For the AllWISE-2MASS cross-matching that produces the association information in the AllWISE Catalog and Reject Table, possible proper motion of objects in the 11 years separating the epochs of the two surveys is not taken into account. Therefore, associations for objects that move at a rate >0.3 arcsec/yr may be missed.
As described in V.2.b, proper motion of the 2MASS PSC astrometric reference stars was taken into account when refining the Single-exposure image position reconstruction solutions for AllWISE source astrometry.
As a rule of thumb, you should assume that every entry in the Reject Table is spurious until you have verified its reliability by visually examining its position on the Atlas Images.

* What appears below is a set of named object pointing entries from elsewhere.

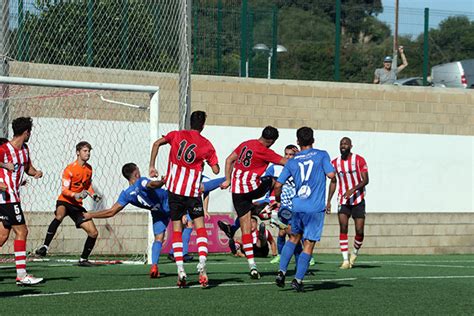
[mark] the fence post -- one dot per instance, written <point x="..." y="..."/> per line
<point x="219" y="37"/>
<point x="249" y="63"/>
<point x="243" y="39"/>
<point x="337" y="47"/>
<point x="195" y="36"/>
<point x="90" y="30"/>
<point x="425" y="47"/>
<point x="274" y="42"/>
<point x="4" y="67"/>
<point x="21" y="31"/>
<point x="124" y="35"/>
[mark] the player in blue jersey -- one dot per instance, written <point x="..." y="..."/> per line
<point x="309" y="169"/>
<point x="146" y="194"/>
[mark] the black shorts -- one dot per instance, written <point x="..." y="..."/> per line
<point x="181" y="205"/>
<point x="243" y="202"/>
<point x="75" y="212"/>
<point x="260" y="252"/>
<point x="356" y="211"/>
<point x="11" y="214"/>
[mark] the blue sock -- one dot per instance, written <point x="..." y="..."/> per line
<point x="280" y="243"/>
<point x="186" y="236"/>
<point x="298" y="251"/>
<point x="303" y="264"/>
<point x="286" y="255"/>
<point x="155" y="252"/>
<point x="213" y="184"/>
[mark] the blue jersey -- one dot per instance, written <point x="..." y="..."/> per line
<point x="308" y="169"/>
<point x="155" y="200"/>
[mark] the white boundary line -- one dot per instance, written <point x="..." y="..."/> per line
<point x="162" y="288"/>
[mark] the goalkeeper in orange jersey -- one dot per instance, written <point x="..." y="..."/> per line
<point x="76" y="186"/>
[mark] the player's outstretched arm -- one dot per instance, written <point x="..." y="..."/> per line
<point x="154" y="153"/>
<point x="277" y="190"/>
<point x="105" y="213"/>
<point x="229" y="163"/>
<point x="155" y="184"/>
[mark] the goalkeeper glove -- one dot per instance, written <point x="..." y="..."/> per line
<point x="96" y="197"/>
<point x="80" y="196"/>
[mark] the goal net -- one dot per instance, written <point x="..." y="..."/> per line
<point x="120" y="124"/>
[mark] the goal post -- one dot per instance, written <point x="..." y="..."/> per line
<point x="121" y="121"/>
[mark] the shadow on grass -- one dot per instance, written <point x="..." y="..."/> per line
<point x="319" y="286"/>
<point x="365" y="266"/>
<point x="19" y="293"/>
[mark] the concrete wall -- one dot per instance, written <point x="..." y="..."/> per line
<point x="324" y="106"/>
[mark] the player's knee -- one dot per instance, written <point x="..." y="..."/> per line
<point x="93" y="233"/>
<point x="343" y="229"/>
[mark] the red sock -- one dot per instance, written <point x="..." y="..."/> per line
<point x="248" y="248"/>
<point x="344" y="244"/>
<point x="19" y="246"/>
<point x="202" y="243"/>
<point x="358" y="239"/>
<point x="178" y="247"/>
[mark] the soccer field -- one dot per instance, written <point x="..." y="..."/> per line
<point x="378" y="284"/>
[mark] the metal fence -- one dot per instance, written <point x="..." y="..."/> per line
<point x="227" y="36"/>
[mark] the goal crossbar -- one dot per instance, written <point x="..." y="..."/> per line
<point x="153" y="91"/>
<point x="78" y="84"/>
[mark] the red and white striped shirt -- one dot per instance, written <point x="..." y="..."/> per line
<point x="189" y="149"/>
<point x="349" y="175"/>
<point x="268" y="236"/>
<point x="253" y="159"/>
<point x="13" y="179"/>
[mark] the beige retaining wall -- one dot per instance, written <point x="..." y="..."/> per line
<point x="291" y="104"/>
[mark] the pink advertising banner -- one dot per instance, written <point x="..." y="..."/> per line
<point x="217" y="240"/>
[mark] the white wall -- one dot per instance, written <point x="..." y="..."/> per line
<point x="408" y="172"/>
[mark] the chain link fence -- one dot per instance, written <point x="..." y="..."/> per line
<point x="145" y="35"/>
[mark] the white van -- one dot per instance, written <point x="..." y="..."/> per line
<point x="458" y="74"/>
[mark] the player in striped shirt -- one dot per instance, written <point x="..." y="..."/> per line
<point x="189" y="149"/>
<point x="353" y="176"/>
<point x="76" y="186"/>
<point x="16" y="154"/>
<point x="243" y="169"/>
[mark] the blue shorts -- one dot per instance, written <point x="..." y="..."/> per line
<point x="160" y="222"/>
<point x="310" y="225"/>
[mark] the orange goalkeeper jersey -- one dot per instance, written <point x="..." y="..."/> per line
<point x="76" y="178"/>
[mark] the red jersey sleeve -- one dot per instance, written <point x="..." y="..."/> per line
<point x="212" y="156"/>
<point x="270" y="237"/>
<point x="170" y="136"/>
<point x="272" y="156"/>
<point x="362" y="164"/>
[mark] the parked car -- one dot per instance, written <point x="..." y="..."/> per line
<point x="412" y="81"/>
<point x="458" y="74"/>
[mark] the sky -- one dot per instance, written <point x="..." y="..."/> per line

As the name implies, the AllWISE Reject Table contains primarily spurious detections of low SNR noise excursions, image artifacts produced by bright sources and transient single frame events such as cosmic rays and satellite trails. However, the Reject Table also contains detections of real, low SNR sources, reliable measurements of brighter sources that were rejected from the Catalog because of overly conservative artifact flagging or because they fall in very low frame depth-of-coverage regions. Used with caution, the Reject Table can be a useful database that augments the AllWISE Source Catalog, particularly when following-up sources that appear on the Atlas Images but are not found in the Catalog.
These may be Tile overlap duplicates that occur when a source lies in the overlap region between adjacent Tiles, or small-separation, same-Tile (SSST) duplicates that occur when a faint, usually spurious noise detection is pulled towards the location of a much brighter nearby source.
One unique member of each duplicate extraction was selected during the duplicate resolution process for AllWISE Catalog Generation. The other, redundant extractions remain in the Reject Table. Reject Table entries that are duplicates of sources that are in the Catalog have use_src=0. Duplicates in the Reject Table that were rejected because they are spurious SSST extractions have rel="r".